Si rifugiò a Parigi per sottrarsi alla persecuzione austriaca e, qui, colse l’occasione per partecipare alle riunioni dei sansimoniani e studiare le teorie fourieriste; tornata nei suoi possedimenti a Locate, davanti alla povertà, all’ignoranza e alle malattie dei contadini del luogo, decise di applicare subito delle riforme, ispirate alle teorie utopistiche appena apprese: istituì asili per bambini, scuole maschili e femminili, scuole professionali e scuole tecniche agrarie, e stabilì forme di previdenza e d’associazionismo per i contadini, creando le primissime basi per il sindacalismo. Manzoni, che già le aveva proibito di porgere l’ultimo saluto a Giulia Beccaria, sua madre, perché la riteneva troppo scandalosa per entrare nella sua abitazione, quando fu informato delle azioni filantropiche di Cristina esclamò: “ma se ora i figli dei contadini vanno a scuola, chi coltiverà i nostri campi?” 

Al contrario, il famoso pedagogista Ferrante Apporti apprezzò notevolmente le misure riformatrici di Cristina Belgiojoso

Non paga, ma sempre in pieno fermento, decise di rilevare una rivista patriottica, la “Gazzetta italiana”, in difficoltà economiche, e, cambiatole il nome in “Ausonio”, la diresse sul modello della celebre “Revue de Deux Mondes”; pubblicò, inoltre, alcune sue opere, tra cui le traduzioni in francese delle “Opere” di Vico, suscitando ulteriore scandalo per aver osato, lei donna, trattare di teologia. 

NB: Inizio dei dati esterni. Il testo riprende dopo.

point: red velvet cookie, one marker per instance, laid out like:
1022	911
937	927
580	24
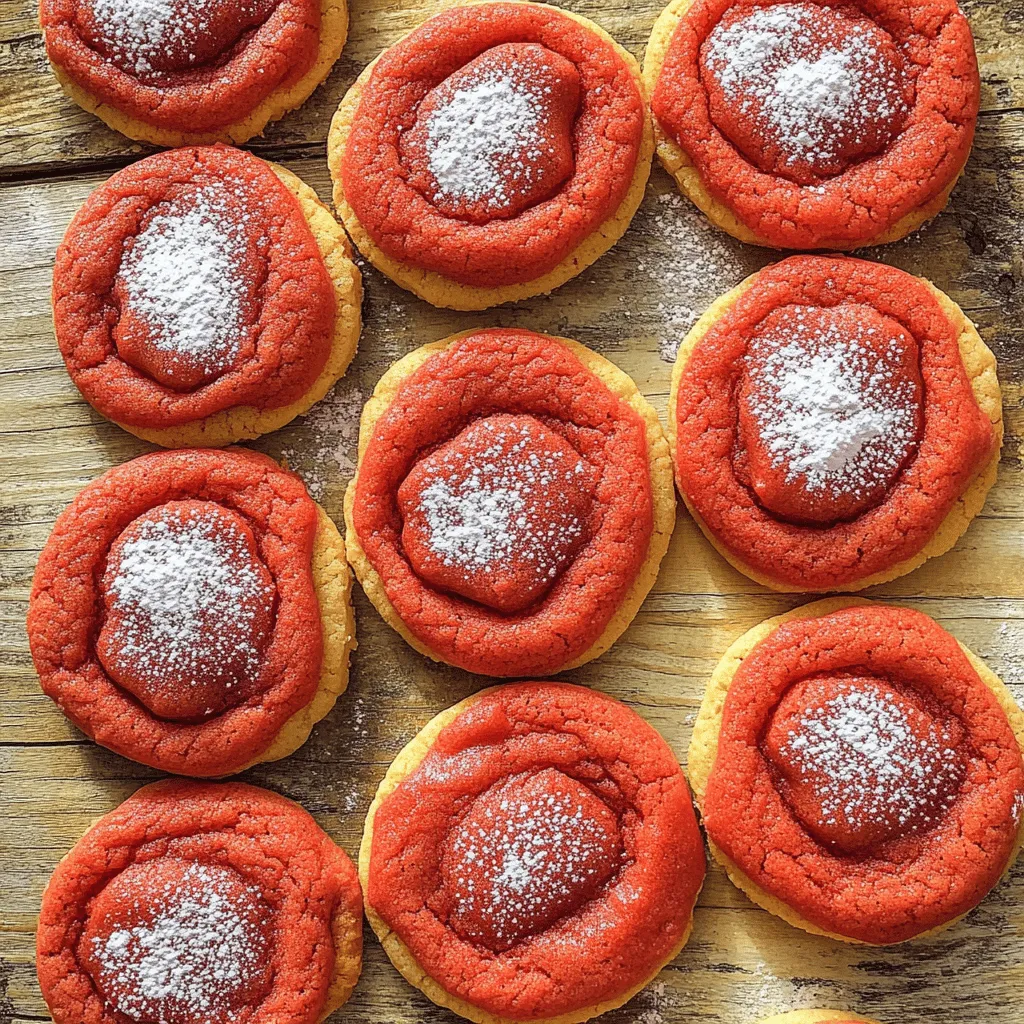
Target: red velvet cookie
174	72
192	610
532	855
859	772
492	154
512	502
201	903
807	125
835	423
204	296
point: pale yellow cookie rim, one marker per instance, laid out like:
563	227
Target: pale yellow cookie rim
980	366
333	584
688	179
658	460
246	422
443	292
333	34
403	765
702	752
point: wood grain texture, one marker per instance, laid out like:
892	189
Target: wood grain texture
634	305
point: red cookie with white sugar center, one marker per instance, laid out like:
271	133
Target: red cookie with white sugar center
511	504
532	855
534	131
835	423
818	1017
192	610
203	296
188	610
493	154
859	772
201	903
806	125
498	512
179	72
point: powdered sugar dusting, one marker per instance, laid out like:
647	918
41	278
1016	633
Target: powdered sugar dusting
190	960
182	276
882	771
530	856
330	434
487	515
146	37
187	596
685	264
829	412
472	137
812	92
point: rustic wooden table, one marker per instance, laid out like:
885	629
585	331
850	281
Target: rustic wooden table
634	305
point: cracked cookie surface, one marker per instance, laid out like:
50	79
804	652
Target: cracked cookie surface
512	502
532	855
810	126
492	154
203	296
174	73
195	903
835	423
845	835
192	610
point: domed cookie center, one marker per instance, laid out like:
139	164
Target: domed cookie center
829	411
861	762
146	38
804	91
187	290
528	852
179	942
496	137
497	513
188	610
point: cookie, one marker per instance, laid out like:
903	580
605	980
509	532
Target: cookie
512	502
494	856
493	154
803	126
218	71
203	297
192	610
201	901
880	798
835	423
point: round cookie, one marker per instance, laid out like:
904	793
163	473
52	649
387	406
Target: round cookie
407	766
818	1017
442	291
286	97
687	177
228	423
164	907
705	743
663	498
254	682
979	364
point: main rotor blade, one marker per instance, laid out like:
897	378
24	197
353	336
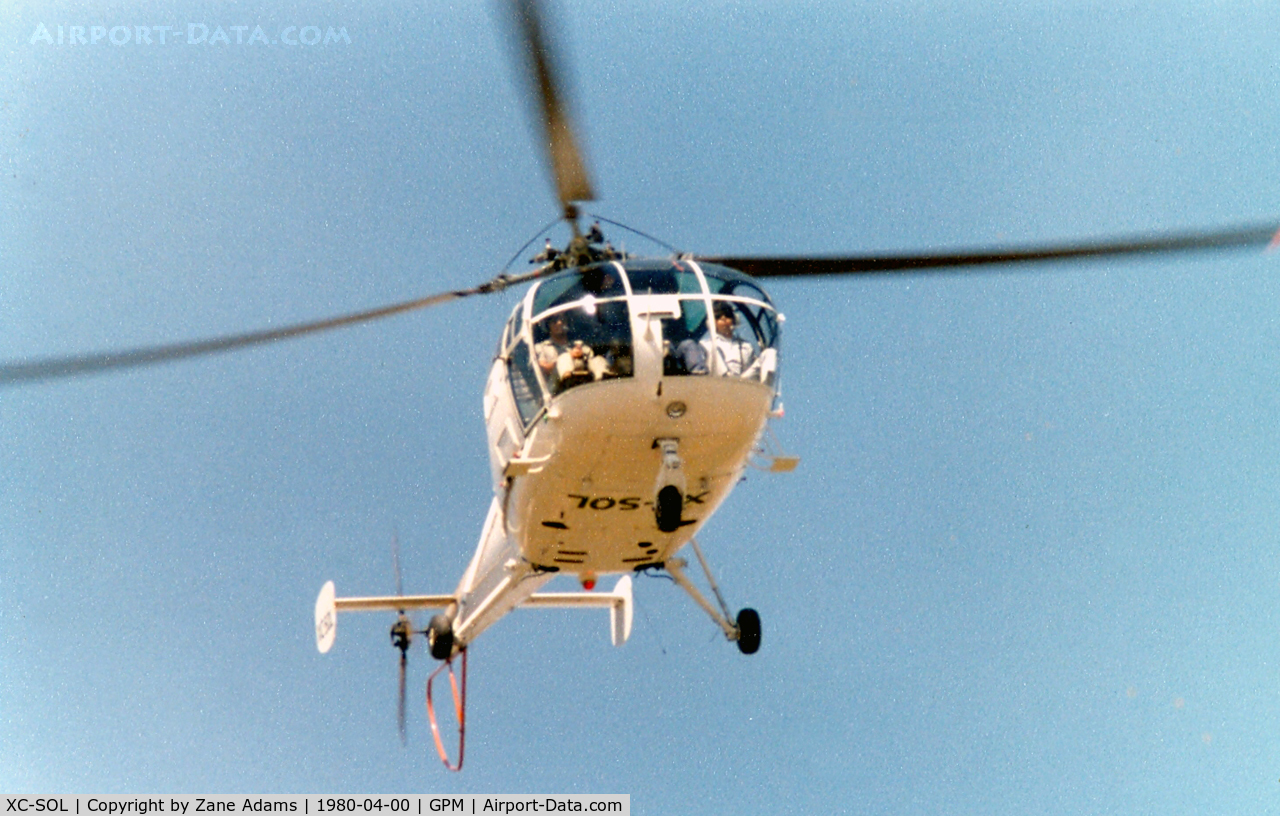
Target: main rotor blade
60	367
562	152
1157	243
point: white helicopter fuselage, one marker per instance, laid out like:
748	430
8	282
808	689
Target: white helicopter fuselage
577	468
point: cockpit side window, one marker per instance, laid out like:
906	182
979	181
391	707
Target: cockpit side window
598	282
588	342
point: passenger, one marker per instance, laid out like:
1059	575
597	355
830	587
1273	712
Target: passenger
736	356
566	362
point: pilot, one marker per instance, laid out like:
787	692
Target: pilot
736	356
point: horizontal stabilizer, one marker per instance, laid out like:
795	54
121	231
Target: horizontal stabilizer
618	603
328	608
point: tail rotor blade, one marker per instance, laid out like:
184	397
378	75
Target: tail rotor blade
400	713
400	586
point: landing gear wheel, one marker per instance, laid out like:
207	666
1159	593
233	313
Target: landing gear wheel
748	631
439	637
670	504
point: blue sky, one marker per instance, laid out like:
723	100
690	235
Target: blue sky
1027	563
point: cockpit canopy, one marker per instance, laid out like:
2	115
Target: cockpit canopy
576	328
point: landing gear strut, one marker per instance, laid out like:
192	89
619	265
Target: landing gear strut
744	629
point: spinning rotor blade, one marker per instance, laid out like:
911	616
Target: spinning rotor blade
1235	238
566	160
76	365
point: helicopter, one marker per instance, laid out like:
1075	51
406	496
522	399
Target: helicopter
631	348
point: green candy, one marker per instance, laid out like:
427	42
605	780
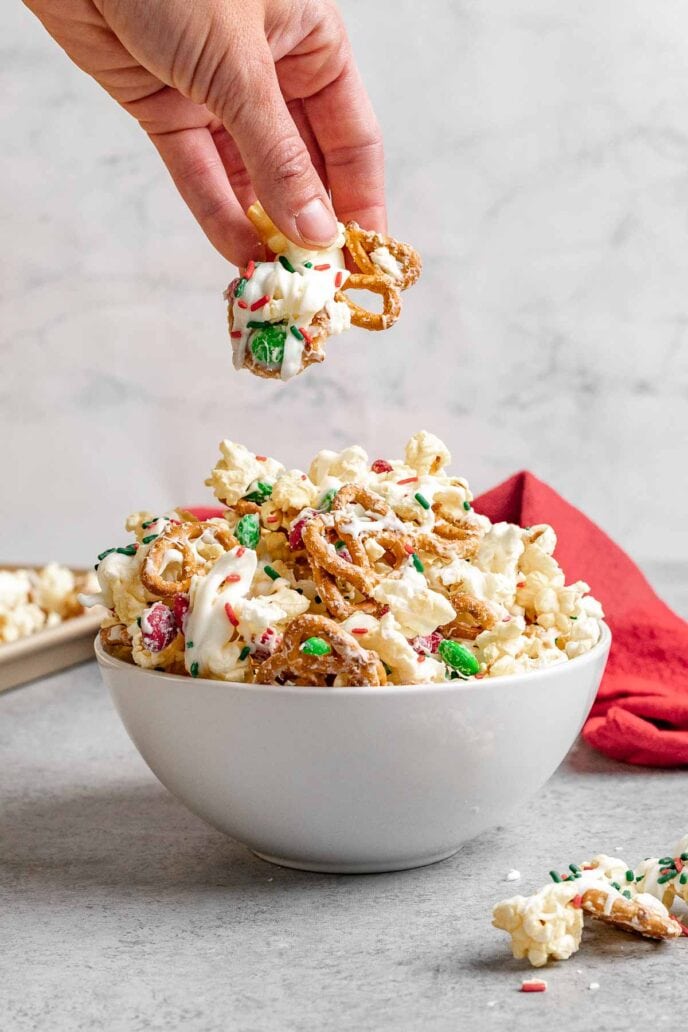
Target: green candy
262	491
327	500
248	530
316	646
267	345
458	657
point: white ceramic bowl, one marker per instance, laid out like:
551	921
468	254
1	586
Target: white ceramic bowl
355	779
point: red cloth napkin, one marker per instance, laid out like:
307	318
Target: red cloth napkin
641	713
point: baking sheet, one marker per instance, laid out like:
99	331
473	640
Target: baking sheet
50	650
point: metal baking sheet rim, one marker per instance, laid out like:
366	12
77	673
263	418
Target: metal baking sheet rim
48	651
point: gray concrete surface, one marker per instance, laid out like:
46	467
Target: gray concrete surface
122	911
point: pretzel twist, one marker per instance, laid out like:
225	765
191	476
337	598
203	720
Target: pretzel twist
361	242
472	616
179	538
347	660
630	914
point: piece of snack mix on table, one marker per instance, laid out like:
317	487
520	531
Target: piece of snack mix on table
32	600
360	572
549	924
281	313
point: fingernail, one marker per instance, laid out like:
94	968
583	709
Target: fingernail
316	223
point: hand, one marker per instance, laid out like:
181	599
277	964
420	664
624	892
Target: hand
242	99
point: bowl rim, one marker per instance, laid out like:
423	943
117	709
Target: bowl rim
504	681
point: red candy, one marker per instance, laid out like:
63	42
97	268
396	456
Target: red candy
181	608
158	627
296	533
425	644
268	642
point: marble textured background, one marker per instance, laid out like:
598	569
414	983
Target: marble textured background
537	158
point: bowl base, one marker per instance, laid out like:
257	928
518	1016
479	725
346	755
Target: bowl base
365	868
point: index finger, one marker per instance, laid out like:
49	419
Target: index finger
351	141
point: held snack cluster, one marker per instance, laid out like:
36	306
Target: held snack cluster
33	600
549	924
282	312
360	572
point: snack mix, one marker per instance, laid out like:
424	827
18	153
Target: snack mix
32	600
358	573
549	925
282	312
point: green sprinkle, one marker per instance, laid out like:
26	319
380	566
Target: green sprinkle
459	657
327	500
262	491
316	646
248	530
267	345
285	262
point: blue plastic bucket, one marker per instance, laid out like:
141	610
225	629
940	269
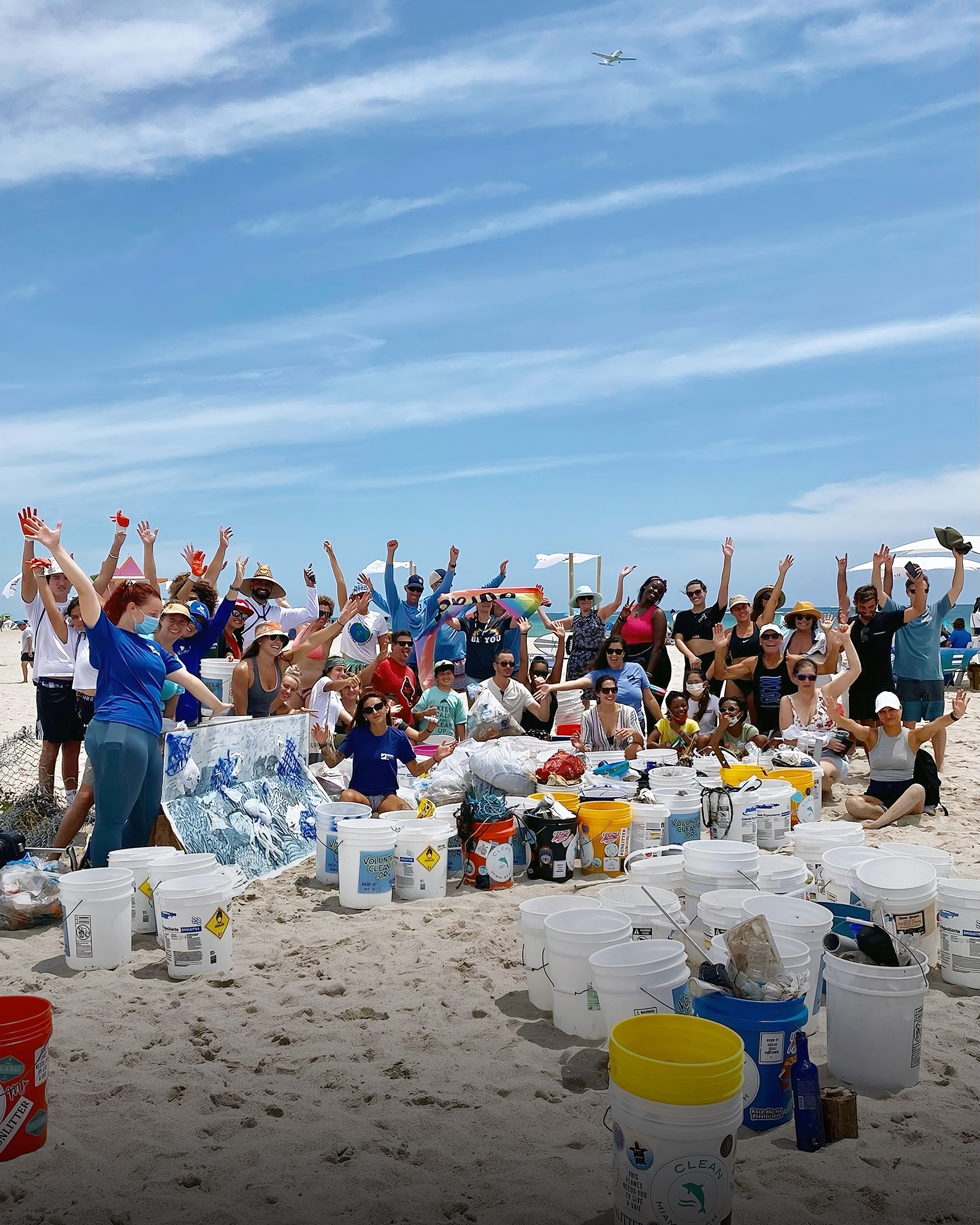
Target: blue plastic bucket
767	1031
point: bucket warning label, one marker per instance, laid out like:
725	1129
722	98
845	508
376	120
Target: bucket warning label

Cristina di Belgiojoso non fu certo una donna che si limitava alle parole, ma visse in prima linea le sue scelte, spostandosi per tutta l’Italia e in Europa, e arrivando ad accudire negli ospedali i patrioti della Repubblica Romana; proprio questa esperienza le suggerì un nuovo progetto: ispirandosi alle “dame della crociera” della Ca’ Granda, pensò ad un gruppo di donne laiche che fossero a disposizione dei malati e chiamò a sé non solo dame e donne borghesi, ma anche prostitute, suscitando di nuovo scalpore, soprattutto negli ambienti papali. 

Delusa dalla situazione italiana stabilì di partire ed iniziare una nuova vita in Cappadocia, dove applicò le stesse riforme sociali che aveva già sperimentato a Locate, ampliandole ai contadini turchi. 

Ma per un animo così pieno di interessi, di curiosità e di volontà di conoscenza, non era sufficiente restare immobile in un posto: Cristina decise di partire per la Terra Santa, attraversando la Turchia, l’Anatolia, la Siria, il Libano e la Palestina, scrivendo numerosi articoli in cui denunciava le tristi condizioni di vita di quelle popolazioni e specialmente delle donne, obbligate all’ignoranza, abbandonate ad una vita pigra e stupida. 

Cristina rientrò in Italia solo nel 1855 e solo dopo la proclamazione dell’Unità d’Italia abbandonerà la scena e la lotta politica, ritirandosi a vivere tra Milano, Locate e Como fino alla sua morte nel 1871.